All you need to know about “Everyday math”
Everyday Mathematics certainly has some positive components. It allows for differentiated learning to meet the needs of a diverse student body – critical to any modern pedagogical approach. In addition best essay writing service reddit 2022 said the emphasis on independent and critical thinking is important in helping children face unfamiliar problems and situations with confidence – or at least it should be. But confidence and accuracy are two different things; it matters little if a child thinks she knows how to solve a problem when the end result is, quite simply, wrong – or took her twice as long to arrive to as her peer. Despite its good intentions, the accuracy and reliability of the mathematical methods used in this program are questionable, as is the evidence supporting overall improvement of students in math achievement. The organization What Works Clearinghouse found that Everyday Math’s efficacy was only “potentially positive,” with no clear or definitive indicators that students taught math using this method did much better than the mean (students learning math under any other pedagogical approach).
When one examines the program itself, the reasons for this weak performance become clear. Students are taught many ways to approach a problem, known as algorithms. They may use whichever method they prefer, though the program identifies “focus” algorithms – those which are emphasized by the Everyday Mathematics curriculum. There are several problems with this pedagogy. First, is that none of the focus or alternative methods of solving problems have been shown to result in greater accuracy. Addition algorithms like the “partial sums” method, or the “column addition” methods (both of which work left to right) require a great deal of mental math, and are just as complex – if not more so – than the traditional method (known as the “fast method”, which is not even introduced until FIFTH grade). Common sense dictates that the more mental math involved, the greater the opportunities for error.
Then there are methods like the famous “lattice method” for completing multiplication problems – where two numbers are broken down into their places (hundreds, tens, ones) and set opposite each other in a grid format.
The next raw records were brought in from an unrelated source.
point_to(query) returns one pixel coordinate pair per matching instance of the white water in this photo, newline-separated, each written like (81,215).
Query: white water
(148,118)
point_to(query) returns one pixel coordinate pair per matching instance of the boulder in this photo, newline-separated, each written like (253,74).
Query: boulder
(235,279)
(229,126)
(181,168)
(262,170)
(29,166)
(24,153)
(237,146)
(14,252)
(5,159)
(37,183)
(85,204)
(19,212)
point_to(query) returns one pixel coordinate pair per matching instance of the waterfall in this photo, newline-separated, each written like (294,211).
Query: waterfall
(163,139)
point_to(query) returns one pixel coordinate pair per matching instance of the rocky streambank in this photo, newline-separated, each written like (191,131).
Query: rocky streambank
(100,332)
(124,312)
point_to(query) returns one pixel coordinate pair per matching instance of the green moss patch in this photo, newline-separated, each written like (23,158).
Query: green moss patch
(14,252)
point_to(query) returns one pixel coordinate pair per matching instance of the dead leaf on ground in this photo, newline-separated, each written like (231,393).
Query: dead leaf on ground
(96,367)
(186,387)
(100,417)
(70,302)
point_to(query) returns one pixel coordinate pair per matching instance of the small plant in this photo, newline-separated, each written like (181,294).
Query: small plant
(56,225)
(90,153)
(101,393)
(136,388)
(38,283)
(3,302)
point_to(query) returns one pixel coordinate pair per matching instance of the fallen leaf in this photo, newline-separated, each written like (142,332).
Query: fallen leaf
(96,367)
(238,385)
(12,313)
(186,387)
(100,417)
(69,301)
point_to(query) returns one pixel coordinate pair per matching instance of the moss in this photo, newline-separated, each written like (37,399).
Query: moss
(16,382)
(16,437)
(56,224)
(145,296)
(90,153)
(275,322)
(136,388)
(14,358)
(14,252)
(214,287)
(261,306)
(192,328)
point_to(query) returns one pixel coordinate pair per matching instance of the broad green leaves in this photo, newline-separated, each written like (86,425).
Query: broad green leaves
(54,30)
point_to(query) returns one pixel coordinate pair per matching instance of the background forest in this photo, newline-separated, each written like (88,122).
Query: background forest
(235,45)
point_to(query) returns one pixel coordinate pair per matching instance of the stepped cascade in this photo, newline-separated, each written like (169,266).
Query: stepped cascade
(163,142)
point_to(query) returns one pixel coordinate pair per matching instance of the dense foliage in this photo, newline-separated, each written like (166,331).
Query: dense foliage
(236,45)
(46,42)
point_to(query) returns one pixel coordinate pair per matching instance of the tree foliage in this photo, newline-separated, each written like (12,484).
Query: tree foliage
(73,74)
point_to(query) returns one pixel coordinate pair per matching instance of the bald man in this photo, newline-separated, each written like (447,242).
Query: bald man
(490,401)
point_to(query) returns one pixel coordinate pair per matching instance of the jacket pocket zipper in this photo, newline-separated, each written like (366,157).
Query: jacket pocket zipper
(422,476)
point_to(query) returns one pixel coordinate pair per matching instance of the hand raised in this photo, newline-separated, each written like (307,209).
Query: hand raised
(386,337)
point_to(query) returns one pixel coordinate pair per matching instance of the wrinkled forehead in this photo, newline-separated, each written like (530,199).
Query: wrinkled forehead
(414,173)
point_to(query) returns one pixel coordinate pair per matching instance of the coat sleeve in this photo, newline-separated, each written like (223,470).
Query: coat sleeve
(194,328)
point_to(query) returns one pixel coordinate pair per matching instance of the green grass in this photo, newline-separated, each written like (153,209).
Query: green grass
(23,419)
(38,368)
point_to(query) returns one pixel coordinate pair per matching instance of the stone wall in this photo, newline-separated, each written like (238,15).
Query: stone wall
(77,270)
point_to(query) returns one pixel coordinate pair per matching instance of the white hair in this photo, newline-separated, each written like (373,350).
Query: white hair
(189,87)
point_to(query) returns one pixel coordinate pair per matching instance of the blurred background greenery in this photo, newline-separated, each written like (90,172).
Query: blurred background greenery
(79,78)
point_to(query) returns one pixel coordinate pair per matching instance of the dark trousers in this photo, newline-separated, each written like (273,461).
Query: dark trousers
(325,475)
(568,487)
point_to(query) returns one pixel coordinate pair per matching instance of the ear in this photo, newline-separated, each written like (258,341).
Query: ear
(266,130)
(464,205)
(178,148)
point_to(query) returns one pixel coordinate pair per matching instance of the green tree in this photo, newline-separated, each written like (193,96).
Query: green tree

The students then multiply each factor and then add the results. It is a method – like many of those which characterize Everyday Math – which creates many unnecessary steps to arrive at a correct answer. Conceptually, it is accurate – but in practice, it is unwieldy and tedious. Or what about the “partial quotients” method for solving division problems? In it, students pre-select “easy” multiples of the divisor and gradually subtract those from the number being divided until no more can be subtracted. The student keeps track of how many times he used the easy divisor to give the whole number, and what is left over is the remainder.
The same problem, done traditionally, would be completed in ONE column – the one used to do the operations. The “partial quotients method” requires two columns, both with their own set of operations – each of which introduces the opportunity for arithmetical error! In addition, it is unreasonable to assume that students who can barely stay in their seats for 40 minutes at a time will have the mental discipline to master not one, but two or more mathematical methods, each of which require extensive mental arithmetic, with any degree of proficiency. Setting up numbers in grids and attempting to align them properly is another issue – some children have serious issues with penmanship and staying in the lines to begin with – let alone deciphering problems in several stages, with multiple columns and different operations guiding each. Why make solving math problems any more difficult, laborious, or error-prone that it needs to be? It is true that these methods are meant to emphasize some of the guiding principles behind the way numbers work, how they can be broken down, and how they relate to each other. Certainly such practice is appropriate for students who have already mastered basic operations – and by basic, we mean to say the essential, time-tested, accurate, “traditional” algorithms which require a minimum of mental math, and the most efficient set-up on paper possible. But for most students, most teachers, and most grade levels – Everyday Math should be discarded.